Leidos Holdings (NYSE: LDOS) was the best performing stock in the S&P 500 yesterday after the company smashed analyst expectations with their Q4 earnings released before the bell. The Virginia based scientific research and defense technology company saw its GAAP EPS come in a full 10% higher than the consensus while its revenue for the quarter was up over 11% year on year. With those kinds of numbers, it’s easy to see why its shares jumped more than 9% during Tuesday’s session to the rally going.
And what a rally it is. When we include Tuesday’s jump it means that in little over a year, shares have tacked on 140% in value and have been regularly printing all-time highs for fun.
Leidos’ CEO, Roger Krone, commented with the release, "we delivered strong fourth-quarter results, including record organic revenue growth, increasing margins and significant year-over-year non-GAAP earnings growth. Our growth and execution momentum accelerated throughout 2019 and has continued into 2020 with significant new program wins and the opportunity to create value from our two recently announced acquisitions. I am confident that we are growing the company with the right talent, the right capabilities and the right strategy to continue to drive value for our customers, employees, and shareholders."
Good News After Good News
In October when they released their Q3 earnings, the management was confident enough to raise forward guidance. Based on this and the run of good headlines about the company in the months since investors have every reason to believe Krone. In early December, the company was awarded a ten year, $6.5 billion US defense contract. A week later, they were announcing the acquisition of defense technology company Dynetics for close to $2 billion. In January they picked up a five year $110 million contract from the US Army. In early February, Leidos was awarded a $75 million contract with NORAD. A day later, a $7.7 billion contract from the US Navy came in.
You get the picture. There is huge fundamental growth at work here and it looks and feels like shares are struggling to price it all in fast enough. When compared to some of the other big names in the defense technology space, Leidos is the clear winner in recent years. Since February 2015, their shares have run on over 170%. The likes of Lockheed Martin (NYSE: LMT), Raytheon (NYSE: RTN) and Northrup Grumann (NYSE: NOC) are all between 100-120%. Over the past year, Leidos is up 94% while the others are up between 25-45%. Respectable for sure but still a good way behind Leidos which speaks to volumes to the company’s ability to be the preferred vendor when these ten-digit contracts are being handed out.
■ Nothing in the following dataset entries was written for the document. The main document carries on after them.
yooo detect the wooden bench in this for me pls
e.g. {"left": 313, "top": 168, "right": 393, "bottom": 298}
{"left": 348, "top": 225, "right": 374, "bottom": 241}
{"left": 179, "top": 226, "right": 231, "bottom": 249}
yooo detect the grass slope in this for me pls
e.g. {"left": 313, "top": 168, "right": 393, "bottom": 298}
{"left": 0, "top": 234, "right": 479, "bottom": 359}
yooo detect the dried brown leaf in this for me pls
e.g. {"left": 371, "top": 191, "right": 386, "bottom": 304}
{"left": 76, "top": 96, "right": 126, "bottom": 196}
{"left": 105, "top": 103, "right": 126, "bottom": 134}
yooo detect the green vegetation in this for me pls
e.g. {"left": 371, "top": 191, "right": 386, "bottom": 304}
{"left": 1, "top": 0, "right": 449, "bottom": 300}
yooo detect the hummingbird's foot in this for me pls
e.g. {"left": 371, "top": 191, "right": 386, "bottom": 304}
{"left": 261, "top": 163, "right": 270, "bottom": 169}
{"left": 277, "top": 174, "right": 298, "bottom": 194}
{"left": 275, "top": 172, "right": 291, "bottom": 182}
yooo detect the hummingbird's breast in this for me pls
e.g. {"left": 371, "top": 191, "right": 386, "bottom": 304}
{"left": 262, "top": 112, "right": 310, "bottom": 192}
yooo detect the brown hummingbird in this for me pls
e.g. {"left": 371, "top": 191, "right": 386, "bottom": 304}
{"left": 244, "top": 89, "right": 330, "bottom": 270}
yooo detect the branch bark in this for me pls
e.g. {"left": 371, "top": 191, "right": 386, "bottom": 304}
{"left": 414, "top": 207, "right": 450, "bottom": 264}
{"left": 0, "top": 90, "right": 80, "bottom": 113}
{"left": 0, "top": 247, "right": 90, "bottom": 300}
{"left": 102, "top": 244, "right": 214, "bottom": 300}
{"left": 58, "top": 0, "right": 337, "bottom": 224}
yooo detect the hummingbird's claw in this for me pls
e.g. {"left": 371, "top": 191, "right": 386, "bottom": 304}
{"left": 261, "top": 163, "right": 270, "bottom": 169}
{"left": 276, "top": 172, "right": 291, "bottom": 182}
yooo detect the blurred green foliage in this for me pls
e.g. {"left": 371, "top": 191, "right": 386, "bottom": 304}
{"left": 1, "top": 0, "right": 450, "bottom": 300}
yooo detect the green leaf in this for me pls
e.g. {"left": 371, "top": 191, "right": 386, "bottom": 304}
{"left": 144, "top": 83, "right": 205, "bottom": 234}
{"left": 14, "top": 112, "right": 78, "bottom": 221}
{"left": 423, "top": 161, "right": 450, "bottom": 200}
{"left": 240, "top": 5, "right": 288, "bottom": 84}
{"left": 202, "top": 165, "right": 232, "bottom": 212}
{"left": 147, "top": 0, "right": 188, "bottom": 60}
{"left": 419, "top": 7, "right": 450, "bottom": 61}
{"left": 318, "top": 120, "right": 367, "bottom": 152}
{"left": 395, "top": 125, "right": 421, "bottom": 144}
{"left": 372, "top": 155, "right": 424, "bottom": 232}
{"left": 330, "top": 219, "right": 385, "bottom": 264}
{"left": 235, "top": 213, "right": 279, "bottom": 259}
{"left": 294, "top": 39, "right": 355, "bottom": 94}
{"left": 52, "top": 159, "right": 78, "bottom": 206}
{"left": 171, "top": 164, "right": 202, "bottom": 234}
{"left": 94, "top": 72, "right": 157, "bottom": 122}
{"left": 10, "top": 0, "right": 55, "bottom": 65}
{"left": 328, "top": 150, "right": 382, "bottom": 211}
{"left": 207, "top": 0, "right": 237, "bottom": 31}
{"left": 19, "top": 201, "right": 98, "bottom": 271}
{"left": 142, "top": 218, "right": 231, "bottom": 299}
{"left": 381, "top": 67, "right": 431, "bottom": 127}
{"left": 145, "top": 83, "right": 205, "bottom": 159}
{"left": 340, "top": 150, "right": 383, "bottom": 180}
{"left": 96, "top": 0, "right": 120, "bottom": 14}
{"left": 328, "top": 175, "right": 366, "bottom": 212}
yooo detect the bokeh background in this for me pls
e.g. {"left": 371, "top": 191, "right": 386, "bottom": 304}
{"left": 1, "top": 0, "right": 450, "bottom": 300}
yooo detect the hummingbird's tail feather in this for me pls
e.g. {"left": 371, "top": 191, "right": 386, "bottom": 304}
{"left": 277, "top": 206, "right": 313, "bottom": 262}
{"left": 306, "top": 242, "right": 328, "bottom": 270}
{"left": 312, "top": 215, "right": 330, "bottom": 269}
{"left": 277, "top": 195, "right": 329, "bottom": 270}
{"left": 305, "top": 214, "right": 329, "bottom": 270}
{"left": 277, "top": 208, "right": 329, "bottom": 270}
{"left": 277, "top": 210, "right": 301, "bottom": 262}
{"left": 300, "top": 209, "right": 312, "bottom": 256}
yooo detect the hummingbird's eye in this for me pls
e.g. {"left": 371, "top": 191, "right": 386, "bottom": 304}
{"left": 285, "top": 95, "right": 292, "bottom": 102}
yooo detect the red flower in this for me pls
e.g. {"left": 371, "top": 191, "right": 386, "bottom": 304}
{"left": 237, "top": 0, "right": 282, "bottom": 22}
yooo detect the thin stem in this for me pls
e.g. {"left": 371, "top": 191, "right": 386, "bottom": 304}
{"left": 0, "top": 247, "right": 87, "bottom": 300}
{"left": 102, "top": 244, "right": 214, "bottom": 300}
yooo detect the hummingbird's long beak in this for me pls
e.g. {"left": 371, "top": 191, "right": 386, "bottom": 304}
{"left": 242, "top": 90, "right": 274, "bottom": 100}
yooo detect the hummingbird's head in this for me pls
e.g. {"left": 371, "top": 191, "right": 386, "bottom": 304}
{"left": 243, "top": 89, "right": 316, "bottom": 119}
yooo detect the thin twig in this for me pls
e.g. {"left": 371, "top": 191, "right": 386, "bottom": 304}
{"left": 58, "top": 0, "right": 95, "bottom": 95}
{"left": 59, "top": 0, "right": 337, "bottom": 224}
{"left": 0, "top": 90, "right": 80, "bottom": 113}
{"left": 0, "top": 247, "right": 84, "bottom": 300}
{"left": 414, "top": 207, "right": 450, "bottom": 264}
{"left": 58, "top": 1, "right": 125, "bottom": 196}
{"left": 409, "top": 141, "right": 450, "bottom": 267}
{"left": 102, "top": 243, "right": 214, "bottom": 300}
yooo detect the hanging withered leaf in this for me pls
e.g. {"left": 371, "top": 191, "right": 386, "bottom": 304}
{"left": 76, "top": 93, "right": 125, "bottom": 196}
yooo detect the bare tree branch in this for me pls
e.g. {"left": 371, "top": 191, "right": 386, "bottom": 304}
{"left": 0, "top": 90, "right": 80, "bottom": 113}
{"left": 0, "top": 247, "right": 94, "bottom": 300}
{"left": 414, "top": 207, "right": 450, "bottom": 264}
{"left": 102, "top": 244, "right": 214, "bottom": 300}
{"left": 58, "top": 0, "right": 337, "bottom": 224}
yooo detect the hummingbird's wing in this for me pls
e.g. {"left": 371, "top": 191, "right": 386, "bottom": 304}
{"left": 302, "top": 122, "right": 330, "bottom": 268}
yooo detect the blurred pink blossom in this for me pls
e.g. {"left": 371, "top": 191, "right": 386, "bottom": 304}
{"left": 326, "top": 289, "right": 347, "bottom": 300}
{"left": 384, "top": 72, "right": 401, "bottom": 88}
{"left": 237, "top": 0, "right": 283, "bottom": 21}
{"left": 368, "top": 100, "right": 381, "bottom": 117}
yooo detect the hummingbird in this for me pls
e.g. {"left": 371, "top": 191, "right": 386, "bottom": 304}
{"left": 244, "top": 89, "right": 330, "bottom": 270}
For investors looking to get involved in the coming days or weeks, it’s worth noting that the stock’s RSI is over 80 so starting to get pretty warm. Anything over 70 suggests a stock is starting to get overbought and is at risk of a pullback, no matter how much positive momentum there is. It will be interesting to see how this plays out. We have $126 to the topside as the fresh all-time high printed yesterday and any movement of shares above here means they’ll likely go higher in the short term. To the downside, a move below $117 would mean that shares likely want to fill in the gap up and we’ll be looking at the $111 mark for the first line of support and a decent entry point for the more cautious trader.
The company is doing everything right and its shares are playing its part. Any pullback from here should be considered a gift of a buying opportunity for this best in class industry leader.